Nuestra cultura occidental se caracteriza por una excesiva arrogancia, exacerbada por la tecnociencia con la que domina el mundo. En todo se muestra excesiva: en la explotación ilimitada de la naturaleza, en la imposición de sus creencias políticas y religiosas y, cuando le parece oportuno, en la guerra, llevada a todos los confines del mundo. Esta cultura padece del «complejo-Dios», pues pretende saber todo y poder todo.

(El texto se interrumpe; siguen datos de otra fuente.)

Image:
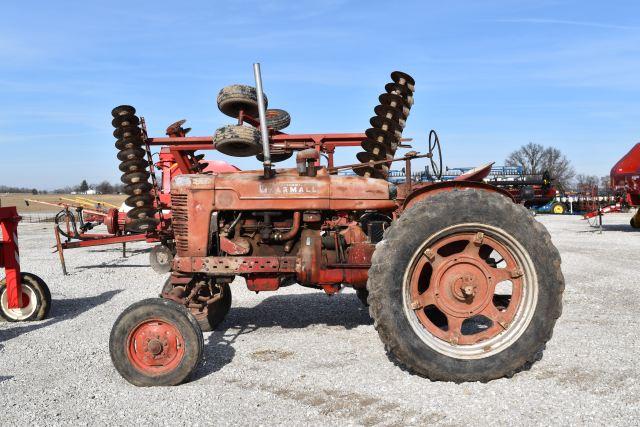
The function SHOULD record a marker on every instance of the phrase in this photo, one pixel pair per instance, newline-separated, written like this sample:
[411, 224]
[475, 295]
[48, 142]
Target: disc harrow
[383, 137]
[134, 165]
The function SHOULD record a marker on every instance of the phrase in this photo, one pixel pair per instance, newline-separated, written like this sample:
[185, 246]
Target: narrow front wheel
[155, 342]
[36, 300]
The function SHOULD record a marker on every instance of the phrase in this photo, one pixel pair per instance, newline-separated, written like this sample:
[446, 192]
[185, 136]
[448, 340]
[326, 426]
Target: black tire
[161, 259]
[125, 120]
[123, 110]
[413, 346]
[278, 119]
[235, 98]
[211, 317]
[158, 310]
[362, 295]
[276, 157]
[34, 287]
[238, 141]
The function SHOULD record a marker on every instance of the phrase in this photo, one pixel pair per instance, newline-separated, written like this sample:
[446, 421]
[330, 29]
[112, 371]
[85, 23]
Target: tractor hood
[249, 190]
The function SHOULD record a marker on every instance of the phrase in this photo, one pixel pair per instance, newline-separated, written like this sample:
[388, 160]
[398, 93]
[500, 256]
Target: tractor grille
[180, 222]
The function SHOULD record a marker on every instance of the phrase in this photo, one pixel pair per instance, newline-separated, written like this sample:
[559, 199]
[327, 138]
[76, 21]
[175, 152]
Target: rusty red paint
[155, 347]
[9, 258]
[462, 285]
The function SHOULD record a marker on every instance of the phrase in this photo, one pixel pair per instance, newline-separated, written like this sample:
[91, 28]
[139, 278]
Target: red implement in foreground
[23, 296]
[625, 181]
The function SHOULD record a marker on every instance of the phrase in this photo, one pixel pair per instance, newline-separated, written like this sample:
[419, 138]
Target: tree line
[535, 159]
[104, 187]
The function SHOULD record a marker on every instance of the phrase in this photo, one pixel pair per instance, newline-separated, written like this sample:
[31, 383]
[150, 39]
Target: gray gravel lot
[300, 357]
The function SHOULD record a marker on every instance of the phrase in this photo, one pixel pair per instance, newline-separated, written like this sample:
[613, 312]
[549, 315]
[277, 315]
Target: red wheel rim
[455, 279]
[155, 347]
[25, 299]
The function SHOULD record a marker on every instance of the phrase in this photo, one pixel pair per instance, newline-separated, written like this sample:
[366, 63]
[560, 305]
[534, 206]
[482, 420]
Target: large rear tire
[155, 342]
[36, 300]
[466, 286]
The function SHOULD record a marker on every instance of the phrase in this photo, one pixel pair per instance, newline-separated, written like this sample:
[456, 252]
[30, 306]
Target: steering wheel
[436, 161]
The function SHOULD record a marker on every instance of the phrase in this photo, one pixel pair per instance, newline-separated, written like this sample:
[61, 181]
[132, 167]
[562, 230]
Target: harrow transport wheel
[278, 119]
[214, 314]
[558, 208]
[235, 98]
[155, 342]
[238, 141]
[160, 259]
[466, 286]
[36, 300]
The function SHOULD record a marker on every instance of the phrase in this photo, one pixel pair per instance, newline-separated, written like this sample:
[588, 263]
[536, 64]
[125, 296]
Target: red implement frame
[9, 254]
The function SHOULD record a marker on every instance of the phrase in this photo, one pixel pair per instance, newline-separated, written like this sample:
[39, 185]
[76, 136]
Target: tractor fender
[430, 190]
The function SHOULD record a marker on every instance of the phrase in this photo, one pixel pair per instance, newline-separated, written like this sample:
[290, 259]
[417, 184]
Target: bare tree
[536, 159]
[105, 187]
[528, 157]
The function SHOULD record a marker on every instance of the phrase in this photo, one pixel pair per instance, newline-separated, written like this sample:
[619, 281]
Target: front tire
[155, 342]
[466, 286]
[36, 300]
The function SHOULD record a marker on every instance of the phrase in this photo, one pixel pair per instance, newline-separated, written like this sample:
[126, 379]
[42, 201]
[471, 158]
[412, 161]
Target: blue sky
[490, 75]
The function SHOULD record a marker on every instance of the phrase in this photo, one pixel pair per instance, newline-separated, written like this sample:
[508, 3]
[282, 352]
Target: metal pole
[263, 120]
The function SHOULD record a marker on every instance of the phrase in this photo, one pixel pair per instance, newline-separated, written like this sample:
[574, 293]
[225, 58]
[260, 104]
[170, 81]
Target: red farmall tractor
[461, 282]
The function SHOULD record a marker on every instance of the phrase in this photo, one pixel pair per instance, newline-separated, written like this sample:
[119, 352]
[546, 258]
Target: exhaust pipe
[262, 114]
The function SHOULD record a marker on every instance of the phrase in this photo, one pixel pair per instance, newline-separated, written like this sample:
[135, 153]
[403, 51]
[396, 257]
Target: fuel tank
[249, 190]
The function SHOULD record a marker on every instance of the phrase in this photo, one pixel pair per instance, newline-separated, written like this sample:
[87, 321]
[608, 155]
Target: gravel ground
[300, 357]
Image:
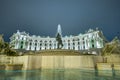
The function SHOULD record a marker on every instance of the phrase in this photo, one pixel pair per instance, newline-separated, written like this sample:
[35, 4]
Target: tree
[5, 48]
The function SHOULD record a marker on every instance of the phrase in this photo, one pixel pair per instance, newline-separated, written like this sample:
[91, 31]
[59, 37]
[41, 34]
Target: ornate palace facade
[92, 39]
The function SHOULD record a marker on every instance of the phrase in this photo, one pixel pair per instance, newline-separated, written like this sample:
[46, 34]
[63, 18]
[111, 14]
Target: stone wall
[57, 62]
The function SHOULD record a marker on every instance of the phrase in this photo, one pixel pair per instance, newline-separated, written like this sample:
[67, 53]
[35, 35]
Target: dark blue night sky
[41, 17]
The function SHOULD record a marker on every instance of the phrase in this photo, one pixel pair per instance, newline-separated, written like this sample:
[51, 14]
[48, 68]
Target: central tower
[59, 30]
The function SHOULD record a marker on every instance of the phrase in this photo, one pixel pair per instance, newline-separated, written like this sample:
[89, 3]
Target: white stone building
[92, 39]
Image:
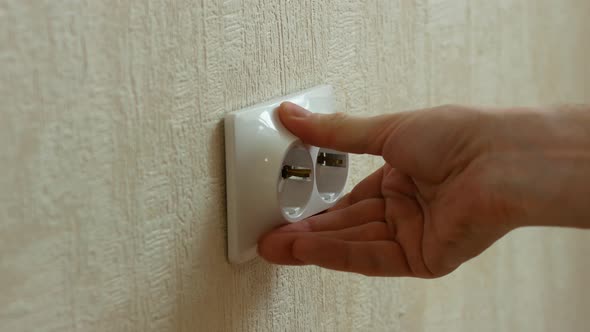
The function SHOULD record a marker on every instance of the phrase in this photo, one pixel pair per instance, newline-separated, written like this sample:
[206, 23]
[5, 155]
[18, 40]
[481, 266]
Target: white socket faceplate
[257, 147]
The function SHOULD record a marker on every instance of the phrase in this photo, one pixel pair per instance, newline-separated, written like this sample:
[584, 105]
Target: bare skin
[455, 180]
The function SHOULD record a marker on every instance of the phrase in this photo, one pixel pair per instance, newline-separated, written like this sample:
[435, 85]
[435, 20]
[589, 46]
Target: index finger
[339, 131]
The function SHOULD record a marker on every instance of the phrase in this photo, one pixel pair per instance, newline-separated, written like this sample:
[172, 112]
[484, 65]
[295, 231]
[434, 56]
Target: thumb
[338, 131]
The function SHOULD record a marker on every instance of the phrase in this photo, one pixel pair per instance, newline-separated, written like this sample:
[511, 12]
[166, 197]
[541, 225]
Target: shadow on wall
[214, 295]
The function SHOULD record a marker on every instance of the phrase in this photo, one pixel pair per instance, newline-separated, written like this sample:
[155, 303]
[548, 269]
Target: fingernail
[294, 111]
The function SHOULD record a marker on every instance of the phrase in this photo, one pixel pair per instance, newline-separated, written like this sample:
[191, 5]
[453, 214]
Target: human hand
[455, 180]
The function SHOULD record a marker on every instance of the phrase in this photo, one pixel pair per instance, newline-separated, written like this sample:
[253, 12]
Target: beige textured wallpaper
[112, 200]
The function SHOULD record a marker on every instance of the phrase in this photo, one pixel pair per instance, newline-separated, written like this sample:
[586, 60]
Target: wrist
[546, 155]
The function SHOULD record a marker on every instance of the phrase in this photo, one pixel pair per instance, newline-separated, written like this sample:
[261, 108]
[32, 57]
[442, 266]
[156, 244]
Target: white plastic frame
[256, 144]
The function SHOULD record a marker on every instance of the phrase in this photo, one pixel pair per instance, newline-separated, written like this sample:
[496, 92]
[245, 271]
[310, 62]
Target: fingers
[369, 187]
[373, 231]
[357, 214]
[278, 247]
[338, 131]
[375, 258]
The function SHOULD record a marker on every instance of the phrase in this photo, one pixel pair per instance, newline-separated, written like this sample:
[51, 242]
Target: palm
[415, 220]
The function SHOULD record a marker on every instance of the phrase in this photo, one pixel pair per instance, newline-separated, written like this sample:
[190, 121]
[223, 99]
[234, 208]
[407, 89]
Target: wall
[112, 164]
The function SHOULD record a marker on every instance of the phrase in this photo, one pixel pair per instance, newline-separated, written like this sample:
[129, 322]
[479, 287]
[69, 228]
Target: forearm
[551, 150]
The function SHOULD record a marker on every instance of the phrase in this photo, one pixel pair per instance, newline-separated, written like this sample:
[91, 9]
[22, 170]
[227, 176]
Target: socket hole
[295, 181]
[331, 173]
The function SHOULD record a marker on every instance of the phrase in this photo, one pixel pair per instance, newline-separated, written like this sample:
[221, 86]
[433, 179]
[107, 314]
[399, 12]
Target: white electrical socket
[271, 176]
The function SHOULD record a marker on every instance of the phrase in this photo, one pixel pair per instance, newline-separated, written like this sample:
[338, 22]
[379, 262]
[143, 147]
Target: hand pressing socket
[272, 177]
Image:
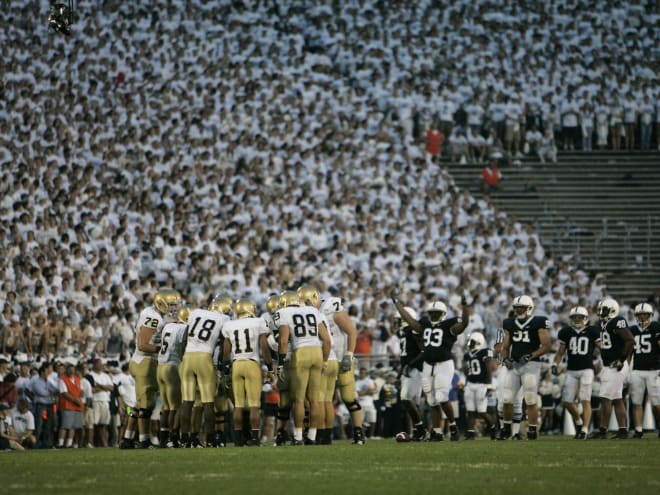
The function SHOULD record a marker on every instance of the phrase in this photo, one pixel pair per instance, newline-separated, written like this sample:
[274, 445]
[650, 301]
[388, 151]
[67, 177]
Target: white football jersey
[244, 336]
[150, 318]
[329, 307]
[303, 323]
[172, 336]
[204, 329]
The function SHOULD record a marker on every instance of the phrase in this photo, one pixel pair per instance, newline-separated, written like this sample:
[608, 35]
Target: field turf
[551, 465]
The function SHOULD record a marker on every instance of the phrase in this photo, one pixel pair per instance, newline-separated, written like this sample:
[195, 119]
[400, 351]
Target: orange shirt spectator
[434, 140]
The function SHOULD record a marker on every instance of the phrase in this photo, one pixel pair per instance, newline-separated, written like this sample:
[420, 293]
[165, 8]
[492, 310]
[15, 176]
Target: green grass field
[551, 465]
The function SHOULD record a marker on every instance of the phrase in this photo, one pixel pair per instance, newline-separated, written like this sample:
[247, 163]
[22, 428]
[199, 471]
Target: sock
[311, 434]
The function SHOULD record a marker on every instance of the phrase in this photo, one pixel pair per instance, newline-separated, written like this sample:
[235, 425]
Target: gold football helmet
[309, 295]
[167, 301]
[244, 308]
[222, 304]
[290, 298]
[273, 303]
[183, 314]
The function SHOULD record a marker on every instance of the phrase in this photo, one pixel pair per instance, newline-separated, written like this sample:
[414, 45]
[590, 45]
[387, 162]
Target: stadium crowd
[241, 147]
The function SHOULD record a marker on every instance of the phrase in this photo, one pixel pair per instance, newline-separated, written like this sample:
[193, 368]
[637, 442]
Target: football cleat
[127, 444]
[419, 435]
[281, 438]
[436, 437]
[358, 436]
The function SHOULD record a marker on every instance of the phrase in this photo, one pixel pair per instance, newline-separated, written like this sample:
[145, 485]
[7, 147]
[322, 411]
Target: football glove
[618, 365]
[346, 362]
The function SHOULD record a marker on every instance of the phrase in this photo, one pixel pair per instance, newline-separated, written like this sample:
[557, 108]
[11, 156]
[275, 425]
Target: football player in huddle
[344, 335]
[245, 346]
[526, 339]
[411, 376]
[309, 295]
[143, 364]
[579, 342]
[439, 335]
[304, 326]
[646, 364]
[617, 345]
[499, 377]
[203, 332]
[169, 382]
[478, 363]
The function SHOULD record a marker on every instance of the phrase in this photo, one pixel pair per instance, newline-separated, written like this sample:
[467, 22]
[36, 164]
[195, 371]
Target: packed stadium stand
[243, 146]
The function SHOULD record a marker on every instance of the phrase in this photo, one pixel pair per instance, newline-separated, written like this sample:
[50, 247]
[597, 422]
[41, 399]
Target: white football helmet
[476, 341]
[579, 317]
[412, 313]
[608, 309]
[437, 311]
[523, 307]
[643, 313]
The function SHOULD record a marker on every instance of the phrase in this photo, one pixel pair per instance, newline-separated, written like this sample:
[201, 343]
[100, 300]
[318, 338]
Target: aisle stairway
[602, 208]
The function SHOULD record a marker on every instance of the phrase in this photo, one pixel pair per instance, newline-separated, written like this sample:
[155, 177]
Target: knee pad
[353, 406]
[530, 389]
[517, 409]
[145, 413]
[283, 413]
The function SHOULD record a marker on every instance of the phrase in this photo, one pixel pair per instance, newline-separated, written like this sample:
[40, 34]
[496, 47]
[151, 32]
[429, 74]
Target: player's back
[244, 337]
[204, 330]
[303, 323]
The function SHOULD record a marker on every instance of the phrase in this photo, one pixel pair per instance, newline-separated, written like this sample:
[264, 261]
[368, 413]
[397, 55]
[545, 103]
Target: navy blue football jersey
[524, 337]
[612, 345]
[409, 344]
[580, 346]
[647, 349]
[476, 366]
[438, 339]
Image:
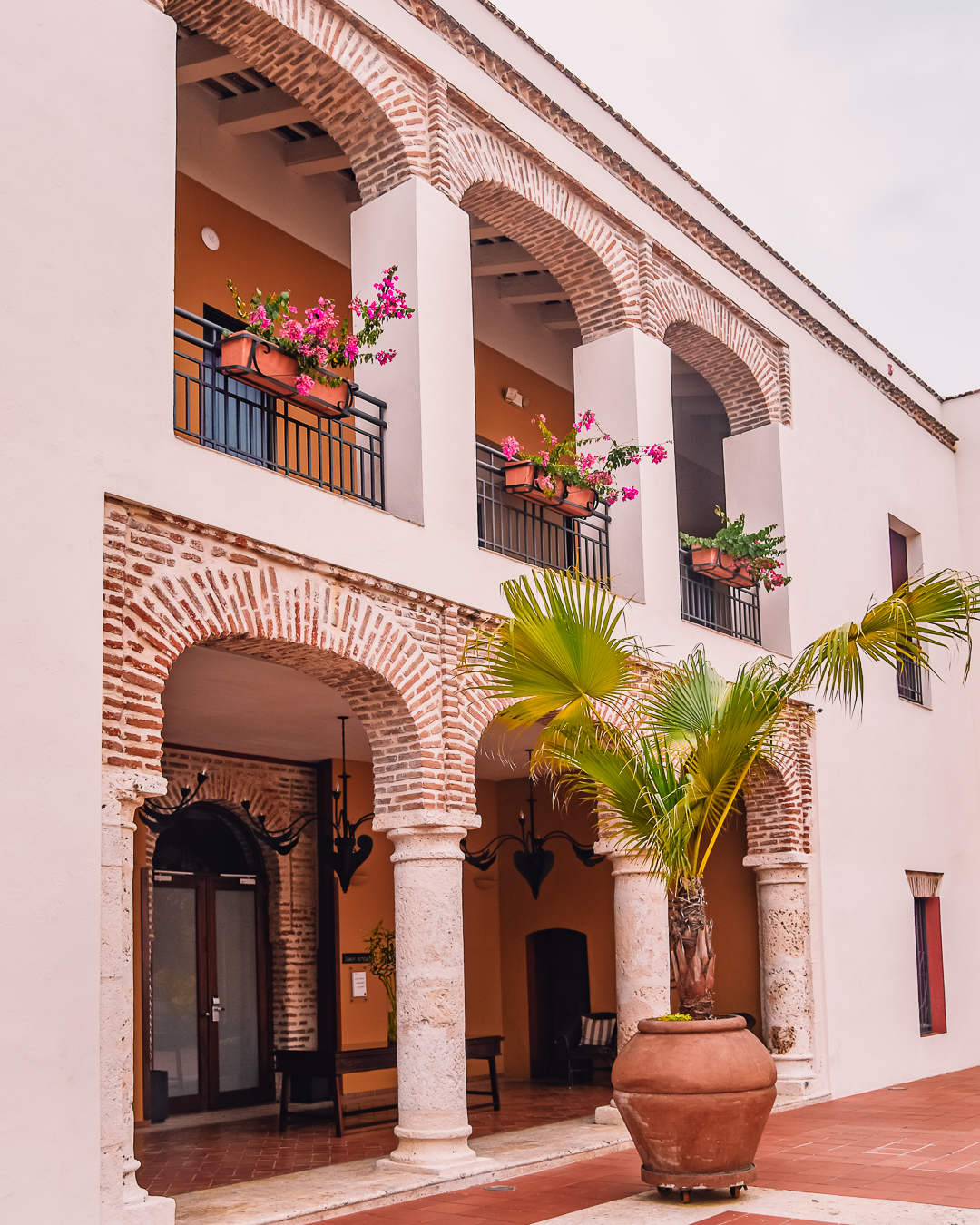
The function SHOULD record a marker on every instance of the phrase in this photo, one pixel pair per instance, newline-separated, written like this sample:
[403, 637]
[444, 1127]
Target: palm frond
[923, 614]
[559, 654]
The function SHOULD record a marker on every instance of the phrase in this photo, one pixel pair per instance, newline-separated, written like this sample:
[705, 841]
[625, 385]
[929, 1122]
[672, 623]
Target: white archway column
[124, 1202]
[625, 380]
[433, 1121]
[642, 948]
[430, 387]
[781, 889]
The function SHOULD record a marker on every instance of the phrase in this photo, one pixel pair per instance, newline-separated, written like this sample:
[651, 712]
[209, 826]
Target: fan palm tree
[664, 750]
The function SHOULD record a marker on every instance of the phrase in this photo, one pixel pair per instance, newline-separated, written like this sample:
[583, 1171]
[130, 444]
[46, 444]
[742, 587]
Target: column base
[152, 1210]
[609, 1116]
[457, 1169]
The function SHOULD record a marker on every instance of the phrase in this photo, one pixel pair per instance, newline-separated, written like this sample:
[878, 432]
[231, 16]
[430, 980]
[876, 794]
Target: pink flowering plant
[324, 340]
[759, 550]
[571, 459]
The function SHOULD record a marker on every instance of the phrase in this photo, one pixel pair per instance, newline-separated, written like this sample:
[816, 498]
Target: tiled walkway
[919, 1144]
[218, 1154]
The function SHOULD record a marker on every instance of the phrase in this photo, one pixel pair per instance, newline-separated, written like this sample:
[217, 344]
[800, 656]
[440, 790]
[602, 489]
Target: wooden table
[336, 1064]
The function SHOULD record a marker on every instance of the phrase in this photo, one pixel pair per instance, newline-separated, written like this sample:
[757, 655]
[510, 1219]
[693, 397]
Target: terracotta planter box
[252, 360]
[721, 566]
[695, 1095]
[524, 476]
[578, 503]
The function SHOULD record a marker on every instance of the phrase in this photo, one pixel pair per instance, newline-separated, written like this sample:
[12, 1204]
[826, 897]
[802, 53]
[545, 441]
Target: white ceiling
[220, 700]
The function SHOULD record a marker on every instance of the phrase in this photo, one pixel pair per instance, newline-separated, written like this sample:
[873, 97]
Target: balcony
[536, 534]
[731, 610]
[346, 456]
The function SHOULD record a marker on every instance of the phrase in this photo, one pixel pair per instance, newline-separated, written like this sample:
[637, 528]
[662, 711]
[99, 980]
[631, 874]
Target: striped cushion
[597, 1033]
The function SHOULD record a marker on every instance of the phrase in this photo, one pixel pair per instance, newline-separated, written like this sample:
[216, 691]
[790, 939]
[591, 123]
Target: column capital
[791, 859]
[426, 821]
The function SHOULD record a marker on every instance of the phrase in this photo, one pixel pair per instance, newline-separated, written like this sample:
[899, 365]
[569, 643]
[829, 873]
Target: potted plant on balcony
[297, 360]
[739, 557]
[664, 751]
[380, 941]
[567, 475]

En relación con esto, me he acordado de una fábula de Philipp Otto Runge, pintor alemán del siglo XIX, que leí cuando era estudiante en Baviera. Recuerdo que estaba escrita con letra gótica, que yo mismo aprendí a usar en los trabajos académicos para sorpresa de los profesores. Trata de un matrimonio de pescadores. Voy a contarla de nuevo con pequeñas adaptaciones.
Cierto matrimonio vivía en una choza miserable junto a un lago. Todos los días la mujer iba a pescar para comer. Un día sacó con su anzuelo un pez muy raro que no supo identificar. El pez le dijo: «no me mates, que no soy un pez cualquiera; soy un príncipe encantado, condenado a vivir en este lago; déjame vivir». Y ella lo dejó vivir.
Al llegar a casa, le contó lo ocurrido a su marido. Éste, muy astuto, le sugirió: si realmente es un príncipe encantado puede ayudarnos y mucho. Corre, vuelve allí y prueba a pedirle que transforme nuestra choza en un castillo. La mujer, rezongando, fue. Llamó al pez a voces. El pez vino y le dijo: «¿qué quieres de mí?» Ella le respondió: «tú debes ser poderoso, ¿podrías transformar mi choza en un castillo?». «Tu deseo será cumplido», respondió el pez.
Cuando volvió a casa, se encontró con un imponente castillo, con torres y jardines, y al marido vestido de príncipe. Al cabo de unos días, señalando hacia los campos verdes y las montañas, el marido dijo a la mujer: «Todo esto puede ser nuestro. Será nuestro reino; vete al príncipe encantado y pídele que nos dé un reino». La mujer se enojó por el deseo exagerado del marido, pero acabó yendo. Llamó al pez encantado y éste vino. «¿Qué quieres de mí ahora?», le preguntó el pez. A lo que la pescadora respondió: «me gustaría tener un reino con tierras y montañas hasta donde se pierde la vista. «Tu deseo será cumplido», respondió el pez.
Y, al volver a su casa, encontró un castillo todavía mayor. Y dentro de él a su marido vestido de rey, con una corona en la cabeza, y rodeado de príncipes y princesas… Y los dos fueron felices durante un buen tiempo.
Pero un día el marido soñó con algo más alto, y dijo: «Mujer mía, podrías pedir al príncipe encantado que me haga papa con todo su esplendor». La mujer se indignó. «Eso es absolutamente imposible. Papa solamente existe uno en el mundo». Pero él le presionó tanto, que finalmente la mujer fue a pedir al príncipe: «quiero que hagas papa a mi marido». «Pues que se cumpla tu deseo», respondió el pez.
Cuando regresó vio al marido vestido de papa, rodeado de cardenales, obispos y multitudes arrodilladas delante de él. Ella se quedó deslumbrada. Pero pasados unos días, el marido dijo: «sólo me falta una cosa y quiero que el príncipe me la conceda: quiero hacer nacer el sol y la luna, quiero ser Dios». «Eso, el príncipe encantado seguramente no lo podrá hacer», dijo la mujer pescadora. Pero, aturdida después de una grandísima insistencia, fue al lago. Llamó al pez. Y éste le preguntó: «¿qué más quieres de mí?». Ella le pidió: «quiero que mi marido se vuelva Dios». El pez le dijo: «vuelve a casa y tendrás una sorpresa». Al regresar, encontró a su marido sentado delante de la choza, pobre y todo desfigurado. Creo que todavía hoy los dos deben seguir allí…
Según las tragedias griegas, así sucederá con aquellos que viven de hybris, es decir, con excesivas pretensiones. Serán inexorablemente castigados.
¿No será tal vez éste el destino de nuestra civilización?